III. DE LA TRADITION VIVANTE AU
TRADITIONALISME : LE CHOIX D’UNE FOI PERSONNELLE
Dieu
oppose une vie fidèle nourrie du souvenir de Ses actes à une foi figée qui
conserve la forme mais perd la ferveur. C’est la croisée des chemins : la mémoire peut
être tremplin ou tombeau. Une histoire moderne illustre ce
contraste. En Australie, une femme non adventiste visita Sunnyside, la maison d’Ellen White à Cooranbong. Elle s’assit
dans le fauteuil de Mme White et pria pour que le même Esprit la touche. Une
semaine plus tard, elle sentit un appel irrésistible à venir en aide aux
sans-abri de Sydney. Peu après, on lui proposa de louer un ancien motel pour
dix dollars par semaine : ainsi naquit son ministère. Cette femme, étrangère à la
communauté adventiste, fit d’un mémorial oublié un instrument vivant de
grâce. Là où d’autres se contentaient de vénérer le passé, elle se
laissa transformer par l’Esprit du souvenir. Son hommage fut une action, non une
répétition.
C’est
là le cœur du message de Josué 4 : un mémorial ne vaut que s’il inspire une vie nouvelle.

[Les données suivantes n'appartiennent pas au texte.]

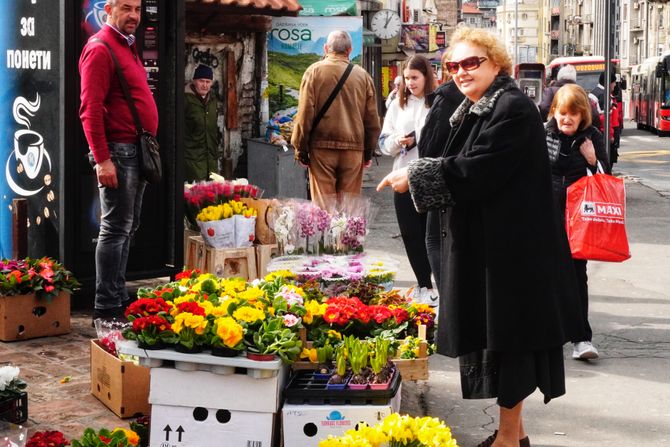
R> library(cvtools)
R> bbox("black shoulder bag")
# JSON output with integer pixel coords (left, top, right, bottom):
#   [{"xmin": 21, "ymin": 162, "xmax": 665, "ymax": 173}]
[
  {"xmin": 92, "ymin": 38, "xmax": 163, "ymax": 183},
  {"xmin": 295, "ymin": 62, "xmax": 354, "ymax": 165}
]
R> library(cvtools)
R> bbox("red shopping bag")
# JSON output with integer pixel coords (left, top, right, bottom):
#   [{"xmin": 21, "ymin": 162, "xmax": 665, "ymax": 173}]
[{"xmin": 565, "ymin": 172, "xmax": 630, "ymax": 262}]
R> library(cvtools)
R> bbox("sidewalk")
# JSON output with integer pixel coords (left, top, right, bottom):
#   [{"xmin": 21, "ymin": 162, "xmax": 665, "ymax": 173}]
[{"xmin": 5, "ymin": 153, "xmax": 670, "ymax": 447}]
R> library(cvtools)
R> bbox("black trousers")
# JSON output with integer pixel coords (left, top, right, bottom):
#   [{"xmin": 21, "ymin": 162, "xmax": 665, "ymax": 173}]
[
  {"xmin": 393, "ymin": 192, "xmax": 433, "ymax": 289},
  {"xmin": 572, "ymin": 259, "xmax": 593, "ymax": 341},
  {"xmin": 426, "ymin": 210, "xmax": 442, "ymax": 289}
]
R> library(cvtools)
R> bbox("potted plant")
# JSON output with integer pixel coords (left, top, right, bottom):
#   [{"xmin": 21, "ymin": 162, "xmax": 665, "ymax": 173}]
[
  {"xmin": 314, "ymin": 340, "xmax": 334, "ymax": 379},
  {"xmin": 344, "ymin": 335, "xmax": 369, "ymax": 390},
  {"xmin": 326, "ymin": 344, "xmax": 349, "ymax": 390},
  {"xmin": 210, "ymin": 317, "xmax": 244, "ymax": 357},
  {"xmin": 370, "ymin": 337, "xmax": 394, "ymax": 390},
  {"xmin": 72, "ymin": 427, "xmax": 140, "ymax": 447},
  {"xmin": 0, "ymin": 366, "xmax": 28, "ymax": 424},
  {"xmin": 26, "ymin": 431, "xmax": 70, "ymax": 447},
  {"xmin": 0, "ymin": 257, "xmax": 80, "ymax": 302},
  {"xmin": 123, "ymin": 315, "xmax": 177, "ymax": 349},
  {"xmin": 244, "ymin": 317, "xmax": 302, "ymax": 365}
]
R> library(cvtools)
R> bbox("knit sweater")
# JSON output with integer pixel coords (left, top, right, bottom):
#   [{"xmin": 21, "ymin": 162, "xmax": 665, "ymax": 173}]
[
  {"xmin": 79, "ymin": 25, "xmax": 158, "ymax": 163},
  {"xmin": 379, "ymin": 95, "xmax": 429, "ymax": 171}
]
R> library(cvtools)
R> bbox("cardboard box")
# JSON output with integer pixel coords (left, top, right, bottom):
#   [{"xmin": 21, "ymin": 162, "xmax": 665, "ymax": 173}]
[
  {"xmin": 282, "ymin": 389, "xmax": 401, "ymax": 447},
  {"xmin": 149, "ymin": 367, "xmax": 288, "ymax": 413},
  {"xmin": 0, "ymin": 292, "xmax": 70, "ymax": 341},
  {"xmin": 150, "ymin": 404, "xmax": 278, "ymax": 447},
  {"xmin": 91, "ymin": 340, "xmax": 151, "ymax": 418}
]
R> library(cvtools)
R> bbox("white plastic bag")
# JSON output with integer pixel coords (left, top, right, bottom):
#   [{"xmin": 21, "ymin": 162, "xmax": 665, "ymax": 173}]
[
  {"xmin": 232, "ymin": 214, "xmax": 256, "ymax": 248},
  {"xmin": 198, "ymin": 216, "xmax": 236, "ymax": 248}
]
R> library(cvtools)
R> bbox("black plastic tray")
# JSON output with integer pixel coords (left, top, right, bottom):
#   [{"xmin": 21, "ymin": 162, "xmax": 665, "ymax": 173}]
[{"xmin": 284, "ymin": 369, "xmax": 402, "ymax": 405}]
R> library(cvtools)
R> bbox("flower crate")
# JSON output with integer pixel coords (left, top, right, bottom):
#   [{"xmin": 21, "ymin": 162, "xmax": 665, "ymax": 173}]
[
  {"xmin": 284, "ymin": 370, "xmax": 402, "ymax": 405},
  {"xmin": 0, "ymin": 391, "xmax": 28, "ymax": 424},
  {"xmin": 184, "ymin": 236, "xmax": 258, "ymax": 280},
  {"xmin": 0, "ymin": 292, "xmax": 70, "ymax": 341},
  {"xmin": 91, "ymin": 340, "xmax": 151, "ymax": 418}
]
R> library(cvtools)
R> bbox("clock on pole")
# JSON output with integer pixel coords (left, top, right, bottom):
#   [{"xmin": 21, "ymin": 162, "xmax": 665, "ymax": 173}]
[{"xmin": 370, "ymin": 9, "xmax": 401, "ymax": 39}]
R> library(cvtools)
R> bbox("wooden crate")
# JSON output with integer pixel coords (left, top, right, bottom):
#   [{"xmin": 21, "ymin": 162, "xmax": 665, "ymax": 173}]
[
  {"xmin": 184, "ymin": 228, "xmax": 200, "ymax": 265},
  {"xmin": 199, "ymin": 245, "xmax": 258, "ymax": 280},
  {"xmin": 0, "ymin": 292, "xmax": 70, "ymax": 341},
  {"xmin": 255, "ymin": 244, "xmax": 279, "ymax": 278},
  {"xmin": 184, "ymin": 234, "xmax": 205, "ymax": 270}
]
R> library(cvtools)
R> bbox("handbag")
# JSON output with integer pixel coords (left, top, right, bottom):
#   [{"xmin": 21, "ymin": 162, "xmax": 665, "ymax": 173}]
[
  {"xmin": 295, "ymin": 62, "xmax": 354, "ymax": 165},
  {"xmin": 91, "ymin": 38, "xmax": 163, "ymax": 183},
  {"xmin": 565, "ymin": 163, "xmax": 630, "ymax": 262}
]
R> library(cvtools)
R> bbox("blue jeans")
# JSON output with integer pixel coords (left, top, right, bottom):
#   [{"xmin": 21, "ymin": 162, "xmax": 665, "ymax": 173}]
[{"xmin": 95, "ymin": 143, "xmax": 146, "ymax": 310}]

Car tout signe peut perdre son sens. Les pierres du Jourdain, comme les rites
d’Église, risquent de devenir de simples reliques si leur signification
s’efface. Le lavement des pieds, la Sainte Cène, le sabbat lui-même : tout ce
que Dieu a institué pour vivifier la foi peut, mal compris, devenir une
habitude vide. Les mémoriaux doivent être plus que des souvenirs.
C’est
pourquoi Dieu renouvela le mémorial suprême dans la Cène du Seigneur. « Faites ceci en
mémoire de moi » (1 Corinthiens
11:24-25). Par ces mots, Jésus relie la croix au service et le sacrifice à la
communion. Ce
mémorial est vivant, car il actualise le salut à chaque
génération. Contrairement aux pierres de Josué, il n’est pas fixé
dans un lieu, mais inscrit dans la communauté des croyants. Il relie le passé
de la croix, le présent du service fraternel et l’avenir de la gloire.
Le
Christ ne veut pas seulement que nous nous souvenions de Son sacrifice : Il
veut que nous vivions Son humilité. « Si donc moi, le Seigneur et le Maître, je
vous ai lavé les pieds, vous devez aussi vous laver les pieds les uns aux
autres » (Jean 13:14-15). Ainsi, la mémoire devient imitation, et
le souvenir, obéissance. La foi, pourtant, ne se reçoit pas par
procuration. Elle naît dans le cœur de ceux qui se laissent toucher, mais elle
se nourrit au sein d’un peuple qui se souvient. C’est pourquoi chaque croyant
est appelé à
dresser ses propres pierres - témoignages, engagements, gestes de
reconnaissance. Ces mémoriaux personnels témoignent d’une histoire
vivante avec Dieu. Et toi, quelles pierres dresses-tu aujourd’hui sur la rive
de ta propre traversée ?
CONCLUSION – De la synthèse à
l’appel prophétique
Se
souvenir, dans la Bible, c’est agir, répondre, transmettre.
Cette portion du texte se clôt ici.